Currently on my IPOD: Girl, Destiny's Child
Hello my friends and family of cyber pixelized happiness,
At the moment I have enormous knots in my shoulders and I don't think that Arnold the "governator" himself could massage these out of me. Tension is building up and I am cracking at every little thing. A sobbing mess for most of the days. But today, I was lucky enough to be able to go into work and hang out with the other plasma monkeys in order to cheer me up.
In case you all didn't read my bulletin, here is the low down of what went on last Thursday at the doctor's office. The surgeon spent a very very long time with me and essentially called my abdomen a hostile environment. I told him that maybe we should send GW in there to see if he can solve the problem since he has done so well with the other wars around this world. Basically, I have diverticula in my colon and that explains my pain and he said might help explain the frequent queasiness too. But, he wasn't going to do anything else unless it started to cause major problems. I said that this was fine by me.
Anyway.. He then went on to the topic of my boobs. He said that the mass, which was reported as 1.2 cm was more like 1.8 cm and yes, looked worrisome. So he spoke with the radiologist who then ordered an ultrasound of the breast. This was not fun. It hurt and I had gel all over my boob by the end. Which isn't something I have tried before, no matter how kinky a gal gets, jelly on the boobs is not fun.
The radiologist said that the mass didn't look good, but didn't look cancerous. I felt instantly relieved and thought that this was going to be the end of my nightmare. I was wrong. He then told me that he should do a mammogram, given the family history and "just to see". I did one view of the breast and went to sit in the waiting room. Then the nurse came out and called me back in again and again and again. A different view everytime. My boob truly felt as if it had been run over by a car. My mom had sent me an email once that said that the only way a woman could ever prepare for one of these is to lie down naked on the floor of her garage and then have her spouse drive over her breast with the car. Yep, sums it all up...

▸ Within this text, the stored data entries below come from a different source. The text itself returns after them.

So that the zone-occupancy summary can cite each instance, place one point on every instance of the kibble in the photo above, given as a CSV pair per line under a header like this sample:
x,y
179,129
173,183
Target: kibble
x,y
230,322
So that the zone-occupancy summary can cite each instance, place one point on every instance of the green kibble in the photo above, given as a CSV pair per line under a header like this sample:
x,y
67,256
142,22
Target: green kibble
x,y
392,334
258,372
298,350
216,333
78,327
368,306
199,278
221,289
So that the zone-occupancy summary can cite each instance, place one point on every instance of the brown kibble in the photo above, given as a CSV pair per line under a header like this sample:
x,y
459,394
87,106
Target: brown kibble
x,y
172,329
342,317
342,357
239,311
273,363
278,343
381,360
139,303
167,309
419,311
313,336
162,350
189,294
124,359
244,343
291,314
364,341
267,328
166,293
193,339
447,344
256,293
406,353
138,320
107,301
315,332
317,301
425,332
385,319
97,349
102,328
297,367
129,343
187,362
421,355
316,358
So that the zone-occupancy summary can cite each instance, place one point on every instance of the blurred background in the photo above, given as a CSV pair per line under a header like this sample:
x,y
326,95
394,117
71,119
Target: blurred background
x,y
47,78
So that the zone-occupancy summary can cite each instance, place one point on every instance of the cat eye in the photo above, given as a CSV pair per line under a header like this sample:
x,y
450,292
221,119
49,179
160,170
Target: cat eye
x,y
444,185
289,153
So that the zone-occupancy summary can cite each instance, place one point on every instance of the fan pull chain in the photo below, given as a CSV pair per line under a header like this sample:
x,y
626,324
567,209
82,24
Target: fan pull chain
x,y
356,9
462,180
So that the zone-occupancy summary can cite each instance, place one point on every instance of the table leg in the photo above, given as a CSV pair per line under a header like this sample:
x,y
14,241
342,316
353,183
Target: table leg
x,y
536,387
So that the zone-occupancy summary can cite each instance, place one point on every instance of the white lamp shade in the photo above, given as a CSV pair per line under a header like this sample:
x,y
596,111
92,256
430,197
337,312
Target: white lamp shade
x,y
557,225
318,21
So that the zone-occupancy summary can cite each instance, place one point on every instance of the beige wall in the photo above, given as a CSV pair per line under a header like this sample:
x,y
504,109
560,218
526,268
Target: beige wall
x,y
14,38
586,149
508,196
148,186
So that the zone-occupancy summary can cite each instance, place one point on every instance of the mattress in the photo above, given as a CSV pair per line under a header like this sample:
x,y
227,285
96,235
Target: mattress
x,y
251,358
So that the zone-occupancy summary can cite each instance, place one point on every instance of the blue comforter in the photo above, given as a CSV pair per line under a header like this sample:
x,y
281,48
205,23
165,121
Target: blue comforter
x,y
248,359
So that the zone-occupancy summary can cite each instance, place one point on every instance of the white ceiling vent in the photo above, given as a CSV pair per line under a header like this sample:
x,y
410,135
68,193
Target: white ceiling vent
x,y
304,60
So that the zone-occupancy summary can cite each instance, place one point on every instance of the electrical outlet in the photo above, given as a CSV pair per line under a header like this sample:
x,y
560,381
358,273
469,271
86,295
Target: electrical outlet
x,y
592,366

Regardless after a few million pictures, the nurse came our and asked me to get dressed because the radiologist wanted to see me in his office. I went into his office and there were pictures of my breasts everywhere. LOL...Weirdo.. Just kidding, they were the films from the mammo. He said that the first view wasn't too bad but then on the other views he found what he called clusters of microcalcifications. He said that this was extremely worrisome. If you would have seen the look on his face you would have had the instant tears too. I began to cry. After all, looking at this mammo, I realized that this was the same way my mother's had looked by her description. Little tiny pin dots of cancer.
Then the radiologist told me, in his best, Father-Knows-Best voice, not to worry right now, we have to do a biopsy to be sure etc.. I begged, pleaded with him to do it that day, I didn't care if I had to sit in the waiting room until midnight. But due to the holiday weekend, the docs who could do this, including himself, were not going to be available until the week after. So, this Thursday I go in for another round of booby-time.
The biopsy they are going to do is a CORE biopsy and will be guided with a CT machine. He assured me that it wouldn't hurt too bad, after all they would numb up the skin pretty good. LOL.. I felt like asking him when the last time he had his boobs numbed and poked with a huge needle. Hmm.. maybe I should give him a taste of his own medicine. He told me I could get the results of the biopsy within 5-7 days from the surgeon, I have an appt with the surgeon on the 13th of Sept. for the results.
Until then I am not going to be friendly, I am not going to be in a good mood, although I might appear outwardly fine. After all, this is what matters at the moment. I need to be fine on the outside for now.
I just finished up a great book, Lullaby, by Chuck Palachnuik. It, of course, was fabulously out there by the end, not that you should expect anything else from him. Highly recommended. And as for those who entered the contest for the chuck book, I will be reading and responding soon.
Before the shit hits the fan.
Tonight, I am going to write. Write with a fury not known to my fingers in quite a while. I am going to also book a masseuse for one day this week to massage the stress out of my shoulders. Out of my day, out of my life for just one hour.
I hope you all enjoy your holiday weekend. Tomorrow is a new day and I can not tell each and every one of you enough, how thankful I am to have you as friends.
Yours in Consciousness, Continuing to Re-Think my Five Year Plan, and Can-Can's.